Opinion
33108.
DECIDED JULY 14, 1950.
Violating liquor law; from Chattooga City Court — Judge Rivers. March 30, 1950.
Bobby Lee Cook, for plaintiff in error.
John W. Davis, Solicitor-General, pro tempore, contra.
1. All who aid and abet in the commission of a misdemeanor, as well as those who immediately perpetrate it are principals. Southern Express Co. v. State, 6 Ga. App. 31 ( 64 S.E. 341); Bracewell v. State, 21 Ga. App. 133 ( 94 S.E. 91).
2. There is a legal rebuttable presumption that all the household effects, including any intoxicating liquors, belong to the head of the house. Baron v. State, 46 Ga. App. 829 ( 169 S.E. 323); Penney v. State, 43 Ga. App. 466 ( 159 S.E. 289).
3. Where the State relies for a conviction on circumstantial evidence alone, the proved facts must not only be consistent with the hypothesis of guilt, but must exclude every other reasonable hypothesis except that of the guilt of the accused. Code, § 38-109 and cases there cited.
4. In view of the foregoing principles of law, the evidence in the instant case is sufficient to overcome the presumption that any whisky that may have been in the home was in the charge, custody and control of the mother of the defendant, she being the head of the house. It is sufficient to have authorized the jury to find that the defendant was aiding and abetting in the commission of a misdemeanor and actively participating therein.

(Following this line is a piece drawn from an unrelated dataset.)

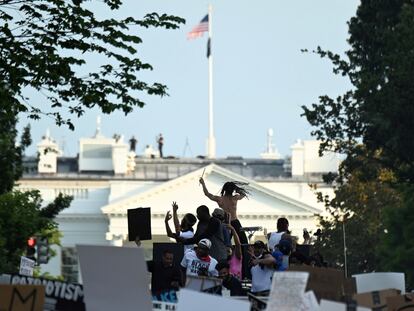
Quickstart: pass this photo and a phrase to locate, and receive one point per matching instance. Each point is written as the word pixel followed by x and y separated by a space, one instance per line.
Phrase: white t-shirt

It is also sufficient to exclude every other reasonable hypothesis save that of the guilt of the accused.
The judgment of the trial court overruling the motion for a new trial is without error.
Judgment affirmed. Sutton, C.J., MacIntyre, P.J., Felton and Worrill, JJ., concur. Townsend, J., dissents.
The defendant was tried in the City Court of Chattooga County on an accusation charging her with the offense of unlawfully possessing whisky. According to the evidence, two police officers went to the home of the mother of the defendant, who lives next door to the defendant in the City of Summerville, during the daytime, and found the defendant, her mother and another person sitting on the front porch. Upon the approach of the officers the defendant and her mother immediately got up and went into the house. One of the police officers came to the front door and upon trying it found that it was locked. The other police officer went to the back door and found it was locked. The latter officer heard some liquid going down the kitchen sink drain which empties out into a drain ditch by the side of the house. Shortly thereafter the defendant was heard to say, "All right, Mama, let them in now." The defendant's mother then opened the house. The officers came in and searched the premises. An open fruit jar was found on a cabinet somewhere in the house. This fruit jar had the odor of whisky but contained none. The kitchen sink had the odor of liquor about it, as had the ground outside where it emptied into the drain. While in the house the officers noticed that the hydrant was dripping with water in the kitchen sink.
The defendant in explanation of her presence in the home stated that due to her mother's illness she was cooking for her. She denied any knowledge of or connection with the unlawful possession of whisky.
Upon her conviction the defendant filed a motion for a new trial on the general grounds, and the overruling of this motion is assigned as error.
Applying the principles of law laid down in headnotes 1, 2 and 3 to the statement of facts hereinafter set forth, it is my opinion that the evidence in the instant case is not sufficient to overcome the presumption that any whisky that may have been in the home was in the charge, custody and control of the mother of the defendant, she being the head of the house. Nor is it sufficient to show that the defendant aided and abetted in the commission of a misdemeanor and thereby became guilty thereof as a principal. Nor is the evidence sufficient to exclude every other reasonable hypothesis save that of the guilt of the accused.